In the laboratory data of our study, vancomycin and amiodarone stand out for their markedly acidic pH values (pH = 3.7), and are classified as having a “high capacity to cause vascular irritation”. This classification is consistent with documented clinical findings, which describe a common association between phlebitis and repeated peripheral venous administration of these drugs.14,15

However, some authors recommend that neither osmolarity nor pH as isolated parameters should be considered risk criteria for deciding placement of a central venous line,16,17 but that their concomitance and other factors, such as volume, duration and speed of perfusion, type of catheter or venous blood flow, among others, should be assessed.

In solutions with high osmolarity and/or pH, the duration of intravenous infusion is a major factor in venous endothelial damage.

The risk of vascular irritation is higher in prolonged infusions than in direct bolus or rapid intermittent infusions. Based on animal studies, vascular tolerance is directly related to osmolarity and duration of perfusion: the faster the administration of hypertonic solutions, the better the tolerance of the veins. For example, perfusion tolerance through peripheral veins has been identified for solutions of 880 mOsm/l administered for 8h, but only of 550 mOsm/l for 24 h.18 Similarly, rapid administrations (within minutes) of small volumes of solutions with pH out of the range (and even extreme values) did not produce clinically appreciable vascular damage.19,20

Although animal and human biology clearly differ, it seems reasonable to extrapolate that the exposure time of the vascular endothelium to irritant solutions should be reduced as far as the characteristics of the drug and the patient allow. If not possible, or if multiple doses are required, central venous catheterisation should be considered.

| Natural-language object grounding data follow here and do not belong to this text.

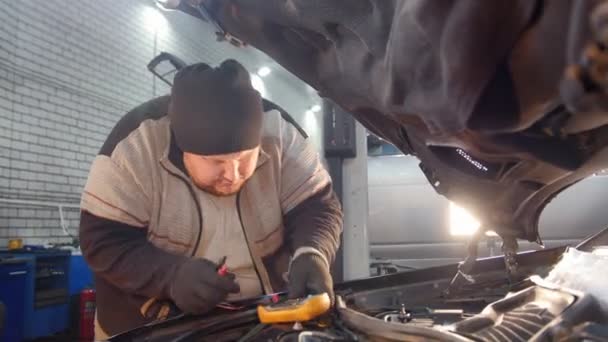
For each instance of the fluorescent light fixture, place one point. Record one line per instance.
(264, 71)
(168, 4)
(154, 20)
(461, 222)
(258, 84)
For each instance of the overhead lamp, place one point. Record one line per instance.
(154, 20)
(462, 223)
(258, 84)
(264, 71)
(168, 4)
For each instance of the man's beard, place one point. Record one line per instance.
(217, 192)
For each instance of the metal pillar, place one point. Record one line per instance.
(355, 240)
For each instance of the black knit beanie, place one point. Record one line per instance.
(215, 110)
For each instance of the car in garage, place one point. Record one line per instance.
(502, 105)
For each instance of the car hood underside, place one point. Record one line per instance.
(478, 91)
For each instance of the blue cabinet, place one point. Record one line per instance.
(46, 308)
(14, 276)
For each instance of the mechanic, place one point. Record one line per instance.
(202, 175)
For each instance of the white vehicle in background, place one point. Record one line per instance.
(411, 226)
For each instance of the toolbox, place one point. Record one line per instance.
(46, 290)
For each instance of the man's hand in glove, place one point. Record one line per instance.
(197, 288)
(309, 274)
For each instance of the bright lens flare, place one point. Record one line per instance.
(461, 222)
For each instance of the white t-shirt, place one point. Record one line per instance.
(223, 235)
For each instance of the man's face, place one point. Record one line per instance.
(224, 174)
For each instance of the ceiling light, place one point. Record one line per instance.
(258, 84)
(154, 20)
(168, 4)
(264, 71)
(461, 222)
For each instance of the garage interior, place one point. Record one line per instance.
(69, 70)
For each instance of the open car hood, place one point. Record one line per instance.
(490, 96)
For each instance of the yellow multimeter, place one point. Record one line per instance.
(295, 310)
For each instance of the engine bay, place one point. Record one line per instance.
(551, 297)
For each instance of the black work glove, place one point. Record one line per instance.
(197, 288)
(309, 274)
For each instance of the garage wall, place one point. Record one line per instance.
(68, 71)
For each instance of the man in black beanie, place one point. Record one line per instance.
(186, 181)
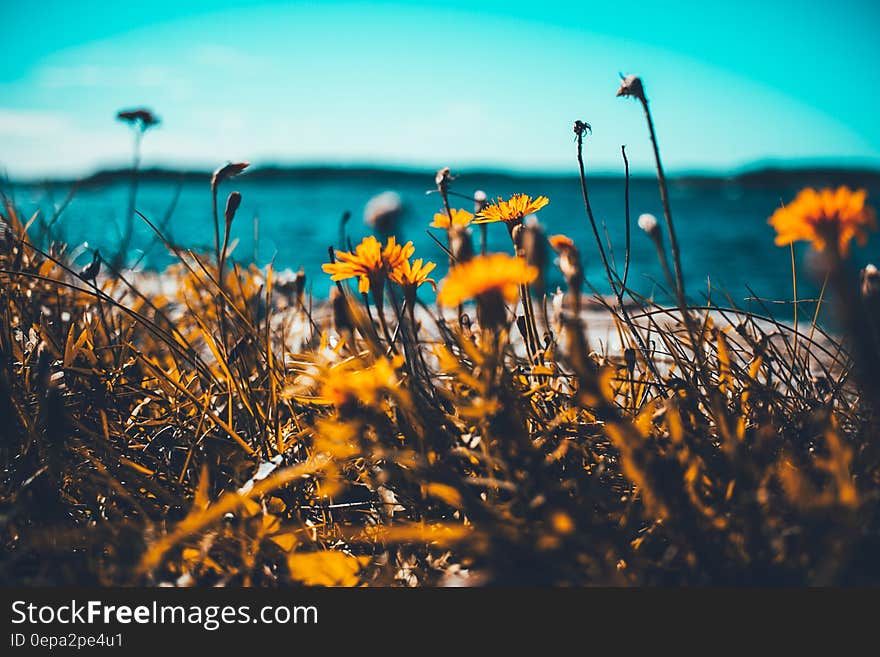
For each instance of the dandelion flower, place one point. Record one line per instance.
(497, 273)
(412, 275)
(512, 210)
(459, 218)
(370, 263)
(825, 216)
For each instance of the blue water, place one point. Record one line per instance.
(722, 228)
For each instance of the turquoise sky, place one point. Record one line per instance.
(429, 84)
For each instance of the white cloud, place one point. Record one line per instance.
(227, 57)
(16, 123)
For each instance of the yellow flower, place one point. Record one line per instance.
(825, 216)
(369, 263)
(459, 218)
(495, 273)
(349, 382)
(412, 275)
(512, 210)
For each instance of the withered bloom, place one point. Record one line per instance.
(531, 244)
(341, 313)
(442, 180)
(871, 282)
(141, 118)
(460, 244)
(232, 203)
(631, 86)
(227, 171)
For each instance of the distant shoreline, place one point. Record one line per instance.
(755, 177)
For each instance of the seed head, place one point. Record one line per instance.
(648, 223)
(632, 87)
(581, 128)
(871, 282)
(227, 171)
(141, 118)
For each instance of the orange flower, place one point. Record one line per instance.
(369, 263)
(459, 218)
(394, 254)
(560, 242)
(825, 216)
(512, 210)
(412, 275)
(496, 273)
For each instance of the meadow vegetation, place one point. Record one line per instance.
(238, 432)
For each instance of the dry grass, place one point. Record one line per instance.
(228, 434)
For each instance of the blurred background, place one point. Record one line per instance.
(334, 103)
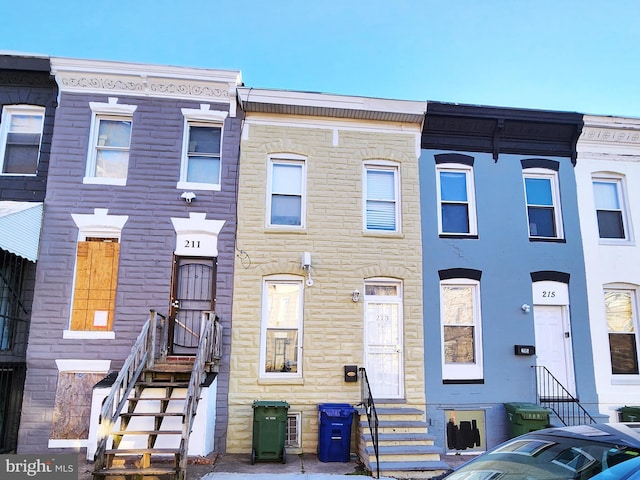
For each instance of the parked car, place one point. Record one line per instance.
(578, 452)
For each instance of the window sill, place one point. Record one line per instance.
(104, 181)
(549, 240)
(281, 381)
(459, 236)
(87, 335)
(198, 186)
(382, 234)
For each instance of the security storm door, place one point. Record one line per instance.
(553, 343)
(383, 334)
(193, 293)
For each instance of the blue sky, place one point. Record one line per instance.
(569, 55)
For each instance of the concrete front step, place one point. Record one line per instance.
(412, 469)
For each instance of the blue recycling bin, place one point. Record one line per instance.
(334, 432)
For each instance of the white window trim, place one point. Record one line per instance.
(616, 378)
(552, 175)
(203, 117)
(469, 371)
(471, 197)
(7, 112)
(283, 159)
(105, 111)
(263, 327)
(620, 181)
(383, 166)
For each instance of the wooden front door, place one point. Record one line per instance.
(193, 293)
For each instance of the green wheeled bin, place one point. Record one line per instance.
(629, 414)
(269, 431)
(525, 418)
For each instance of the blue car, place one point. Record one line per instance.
(578, 452)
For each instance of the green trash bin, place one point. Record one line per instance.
(629, 414)
(269, 431)
(525, 418)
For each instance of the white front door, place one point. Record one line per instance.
(383, 334)
(553, 343)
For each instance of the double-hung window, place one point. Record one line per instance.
(281, 351)
(110, 142)
(543, 203)
(20, 137)
(201, 166)
(461, 329)
(622, 320)
(456, 199)
(286, 192)
(610, 211)
(382, 197)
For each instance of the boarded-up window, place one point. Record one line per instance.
(96, 280)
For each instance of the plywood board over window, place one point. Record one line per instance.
(95, 288)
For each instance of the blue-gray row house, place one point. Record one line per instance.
(27, 109)
(505, 304)
(140, 216)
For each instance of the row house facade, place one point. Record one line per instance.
(140, 216)
(607, 169)
(504, 278)
(27, 104)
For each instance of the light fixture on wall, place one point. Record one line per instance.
(188, 196)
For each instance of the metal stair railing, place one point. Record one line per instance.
(372, 415)
(142, 356)
(209, 348)
(552, 394)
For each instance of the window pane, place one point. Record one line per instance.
(624, 356)
(380, 185)
(112, 163)
(610, 224)
(381, 215)
(114, 133)
(203, 170)
(204, 140)
(459, 345)
(453, 186)
(539, 191)
(606, 195)
(285, 210)
(287, 179)
(619, 311)
(541, 222)
(455, 218)
(457, 304)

The blood flow rate at the tip of the catheter has been linked to the risk of chemical phlebitis. The higher the flow rate in the vein, the greater the dilution of the drug as it enters the bloodstream and, therefore, there will be less vascular damage caused.3,21,22 Since the blood flow rate in the superior vena cava is higher than in a peripheral vein, the need for a central venous catheter should be considered for continuous or medium to long-term administration of solutions with high/extreme irritation potential.5,23

The physico-chemical structure or nature of a solution also influences vascular damage after intravenous administration. There are drugs that, despite having osmolarity and pH values within the desirable range, may cause damage to the vascular endothelium due to their toxicity (such as imipenem, meropenem or some cephalosporins, among others)24 or even the individual vascular tolerance of the patient. In addition to osmolarity and pH, the toxic characteristics of the drugs and the patient’s individual characteristics must be considered in clinical practice.

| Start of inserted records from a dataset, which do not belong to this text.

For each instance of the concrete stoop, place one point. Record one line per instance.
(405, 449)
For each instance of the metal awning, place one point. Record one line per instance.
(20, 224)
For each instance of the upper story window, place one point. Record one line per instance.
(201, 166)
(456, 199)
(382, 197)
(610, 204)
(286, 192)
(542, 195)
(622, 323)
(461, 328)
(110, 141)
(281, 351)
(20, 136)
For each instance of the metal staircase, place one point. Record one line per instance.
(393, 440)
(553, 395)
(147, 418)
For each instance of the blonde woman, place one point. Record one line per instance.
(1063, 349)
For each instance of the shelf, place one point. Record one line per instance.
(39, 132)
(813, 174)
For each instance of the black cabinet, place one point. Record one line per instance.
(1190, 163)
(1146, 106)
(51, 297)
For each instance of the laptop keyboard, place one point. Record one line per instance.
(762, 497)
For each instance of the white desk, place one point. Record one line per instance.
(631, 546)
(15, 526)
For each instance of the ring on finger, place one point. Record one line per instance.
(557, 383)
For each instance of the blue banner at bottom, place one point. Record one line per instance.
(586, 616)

This work has some limitations that should be mentioned. Firstly, the list of drugs presented is not intended to be exhaustive, but rather an example for consideration. Only a sample of drugs frequently used in emergency departments and hospital units has been represented and only a few of the possible dilutions considered, and therefore the information contained in the tables of results should be interpreted with caution considering the way the drugs were prepared. Furthermore, the drugs were prepared on the assumption that they would be administered to adult patients, not taking the particularities of paediatric treatments into account.

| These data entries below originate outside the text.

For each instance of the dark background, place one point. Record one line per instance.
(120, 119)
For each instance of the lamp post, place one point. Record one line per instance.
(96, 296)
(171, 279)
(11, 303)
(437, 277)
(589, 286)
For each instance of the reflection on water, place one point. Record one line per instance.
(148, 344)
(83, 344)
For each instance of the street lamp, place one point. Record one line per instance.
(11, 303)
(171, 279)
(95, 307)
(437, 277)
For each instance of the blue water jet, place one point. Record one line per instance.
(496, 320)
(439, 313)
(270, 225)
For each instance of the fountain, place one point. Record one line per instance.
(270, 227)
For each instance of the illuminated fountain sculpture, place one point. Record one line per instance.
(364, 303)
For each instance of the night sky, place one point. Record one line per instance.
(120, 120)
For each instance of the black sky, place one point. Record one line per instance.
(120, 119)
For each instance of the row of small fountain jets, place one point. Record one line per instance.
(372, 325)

It should also be noted that the laboratory measurements were only conducted on a single aliquot in the case of pH, and in any case on a single commercial presentation of each drug. The precision of the analysers used, and the homogeneity of the dilutions studied make it unlikely that there are clinically relevant differences between the measurements of two aliquots (they showed a difference of less than 3% in osmolarity tests). However, the same analyses on drugs from other manufacturers could have yielded different results, although these differences are also unlikely to be clinically relevant.9

Finally, it is also worth noting that the ranges used to stratify the ability to cause vascular irritation are based on consensus and expert opinion, as the exact values are unknown at which a given pH and/or osmolarity alone cause endothelial damage.